La princesse de Clèves

par

Marques de Préciosiété

La Princesse de Clèves de Madame de La Fayette est un roman à multiples facettes. Du fait que l’intrigue soit centrée autour de la Cour sous le règne d’Henri II, Madame de La Fayette s’assure de faire ressortir dans son œuvre quelques repères historiques, ainsi que des indices marquant la vie royale et le courant littéraire de la préciosité.

Grâce à sa familiarité avec les salons littéraires (tels que l’Hôtel de Rambouillet ou celui de Mlle de Scudéry), Madame de La Fayette incorpore cette influence dans ce roman à portée historique. La préciosité était un courant littéraire du XVIIème siècle qui se distinguait par son élégance dans la tenue et le langage, sa pureté des mœurs et son idéalisation de l'amour.

Ainsi l’amour idéalisé qui est l’un des thèmes principaux de son œuvre est ennobli sous plusieurs aspects. Cet amour est personnifié par la Princesse de Clèves qui en est la source et la bénéficiaire. Il s’agit de l’amour que le Duc de Nemours manifeste aux femmes, et en particulier celui qu’il éprouve pour la Princesse de Clèves. C’est également l’amour que le Prince de Clèves a pour son épouse, mais aussi l’amour que cette princesse ressent pour le Duc de Nemours.

« Elle ne pouvait s'empêcher d'être troublée de sa vue, et d'avoir pourtant du plaisir à le voir ; mais quand elle ne le voyait plus, et qu'elle pensait que ce charme qu'elle trouvait dans sa vue était le commencement des passions, il s'en fallait peu qu'elle ne crût le haïr par la douleur que lui donnait cette pensée ».
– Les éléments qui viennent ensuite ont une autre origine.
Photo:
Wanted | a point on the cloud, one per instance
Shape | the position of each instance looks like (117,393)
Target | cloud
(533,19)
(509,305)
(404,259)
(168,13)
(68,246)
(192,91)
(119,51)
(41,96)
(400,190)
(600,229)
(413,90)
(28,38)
Cette relation entre la Princesse de Clèves et le Duc de Nemours est intrigante, on est amené à se demander si cet amour aurait dû être révélé au Prince de Clèves comme ce fut le cas dans le roman, ou si une relation semblable aurait dû demeurer le secret d’une passion cachée jusqu’à la fin de leurs jours. Cette préciosité que Madame de Lafayette attribue à ses personnages se manifeste ailleurs que dans les sentiments nobles qu’ils éprouvent. Elle se manifeste aussi dans l’élégance dont ils font preuve à tout moment. Une élégance de leur apparence et une élégance du langage. Ainsi, le registre de langue est soutenu, et les expressions qu’utilisent les personnages sont éthérées.

Les personnages de l’œuvre incarnent donc la tenue exemplaire, la parfaite élégance que nécessite le courant de la préciosité. Ceci se remarque à travers le personnage du Duc de Nemours : un bel homme, élégant, gracieux et raffiné.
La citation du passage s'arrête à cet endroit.